W3C home > Mailing lists > Public > public-webapps@w3.org > October to December 2010

Re: Hash functions

From: Tab Atkins Jr. <jackalmage@gmail.com>
Date: Tue, 21 Dec 2010 11:58:00 -0800
Message-ID: <AANLkTikddRLCSYKxRmGg+DrAFvQpX+1yRfivb0acxZnR@mail.gmail.com>
To: Boris Zbarsky <bzbarsky@mit.edu>
Cc: Glenn Maynard <glenn@zewt.org>, public-webapps@w3.org
On Mon, Dec 20, 2010 at 5:49 PM, Boris Zbarsky <bzbarsky@mit.edu> wrote:
> On 12/20/10 7:42 PM, Glenn Maynard wrote:
>>
>> Has a hash functions API been considered, so browsers can expose, for
>> example, a native SHA-1 implementation?  Doing this in JS is possible,
>> but painfully slow, even with current JS implementations.
>
> Before we go further into this, can we quantify "painfully slow" so we have
> some idea of the magnitude of the problem?
>
> Using the testcase at https://bugzilla.mozilla.org/attachment.cgi?id=487844
> but modifying the input string to be 768 chars, I see a current js
> implementation on modern laptop hardware take around 7 seconds to hash it
> 50,000 times.

I get similar times for an MD5 implementation I found and chopped down.

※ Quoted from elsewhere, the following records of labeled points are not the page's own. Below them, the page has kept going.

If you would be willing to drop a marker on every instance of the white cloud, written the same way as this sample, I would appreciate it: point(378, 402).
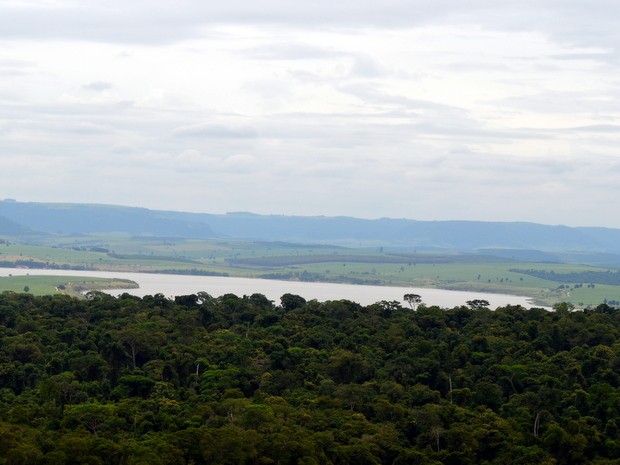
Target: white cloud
point(474, 110)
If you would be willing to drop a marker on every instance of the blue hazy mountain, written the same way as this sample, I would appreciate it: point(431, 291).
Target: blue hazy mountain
point(517, 239)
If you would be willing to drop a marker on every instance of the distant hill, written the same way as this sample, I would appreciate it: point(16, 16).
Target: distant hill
point(71, 219)
point(519, 239)
point(12, 228)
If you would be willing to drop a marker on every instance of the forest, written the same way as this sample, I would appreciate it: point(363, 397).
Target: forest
point(235, 380)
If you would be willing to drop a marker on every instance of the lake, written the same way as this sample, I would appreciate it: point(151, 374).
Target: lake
point(171, 285)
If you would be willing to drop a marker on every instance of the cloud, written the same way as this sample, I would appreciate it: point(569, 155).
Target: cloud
point(98, 86)
point(214, 131)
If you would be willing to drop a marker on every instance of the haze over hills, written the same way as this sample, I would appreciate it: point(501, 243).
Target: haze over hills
point(536, 241)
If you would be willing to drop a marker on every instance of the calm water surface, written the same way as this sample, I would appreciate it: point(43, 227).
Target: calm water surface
point(172, 285)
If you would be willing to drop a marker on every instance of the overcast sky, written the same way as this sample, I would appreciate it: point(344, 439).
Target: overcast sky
point(430, 110)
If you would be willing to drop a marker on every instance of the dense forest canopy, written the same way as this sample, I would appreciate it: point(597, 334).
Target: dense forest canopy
point(242, 380)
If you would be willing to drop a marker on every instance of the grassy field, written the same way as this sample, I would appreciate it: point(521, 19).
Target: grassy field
point(311, 262)
point(71, 285)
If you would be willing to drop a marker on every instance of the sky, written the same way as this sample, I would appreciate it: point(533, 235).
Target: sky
point(429, 110)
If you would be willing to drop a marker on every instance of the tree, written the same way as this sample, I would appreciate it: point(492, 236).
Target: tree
point(478, 303)
point(413, 300)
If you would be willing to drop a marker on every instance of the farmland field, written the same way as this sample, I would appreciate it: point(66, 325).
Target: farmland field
point(545, 283)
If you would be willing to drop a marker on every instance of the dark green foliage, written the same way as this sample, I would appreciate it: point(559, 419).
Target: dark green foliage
point(239, 380)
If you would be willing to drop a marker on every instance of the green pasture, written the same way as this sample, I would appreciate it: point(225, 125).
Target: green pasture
point(73, 285)
point(310, 262)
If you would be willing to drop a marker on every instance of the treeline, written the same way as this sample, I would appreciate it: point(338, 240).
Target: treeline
point(241, 380)
point(611, 278)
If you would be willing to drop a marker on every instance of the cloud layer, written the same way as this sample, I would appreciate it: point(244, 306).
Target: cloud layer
point(459, 110)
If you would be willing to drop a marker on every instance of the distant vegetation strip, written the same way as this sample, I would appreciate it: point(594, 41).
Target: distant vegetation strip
point(151, 257)
point(192, 272)
point(611, 278)
point(317, 277)
point(289, 260)
point(42, 265)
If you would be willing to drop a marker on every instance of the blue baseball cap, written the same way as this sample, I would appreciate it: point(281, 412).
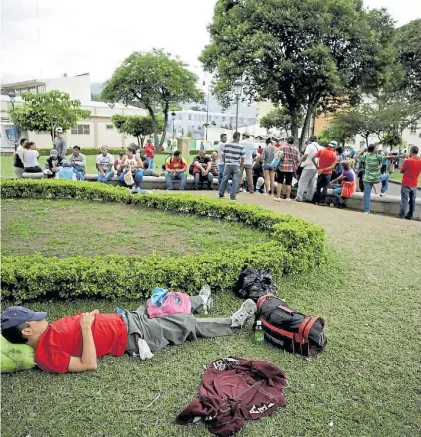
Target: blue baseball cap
point(14, 316)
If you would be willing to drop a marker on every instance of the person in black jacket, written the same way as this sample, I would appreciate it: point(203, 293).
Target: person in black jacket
point(53, 164)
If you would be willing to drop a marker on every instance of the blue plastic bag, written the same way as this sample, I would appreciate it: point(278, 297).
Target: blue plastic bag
point(159, 296)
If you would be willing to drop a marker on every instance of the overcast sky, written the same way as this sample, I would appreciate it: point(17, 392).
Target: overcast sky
point(46, 38)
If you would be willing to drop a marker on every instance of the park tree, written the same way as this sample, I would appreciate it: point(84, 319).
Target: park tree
point(407, 42)
point(298, 54)
point(46, 111)
point(278, 118)
point(137, 126)
point(154, 80)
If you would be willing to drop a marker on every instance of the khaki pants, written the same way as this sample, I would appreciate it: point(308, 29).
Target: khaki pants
point(249, 173)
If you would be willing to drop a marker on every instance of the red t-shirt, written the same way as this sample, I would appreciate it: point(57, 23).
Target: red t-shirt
point(412, 167)
point(327, 157)
point(63, 339)
point(150, 150)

> So I guess the question is how much data we want to be pushing through the
> hash function and what throughput we expect, and whether we think JS engines
> simply won't get there or will take too long to do so.

Notice that all three of the OP's use-cases were based on checksumming
files.  I don't know how reading in a Blob and then hashing it would
compare to just hashing an equivalent string, but I suspect it would
have a decent perf hit.  This seems like a pretty useful ability in
general, enough so that it's probably worthwhile to build it in
directly as a Blob.checksum() function or something.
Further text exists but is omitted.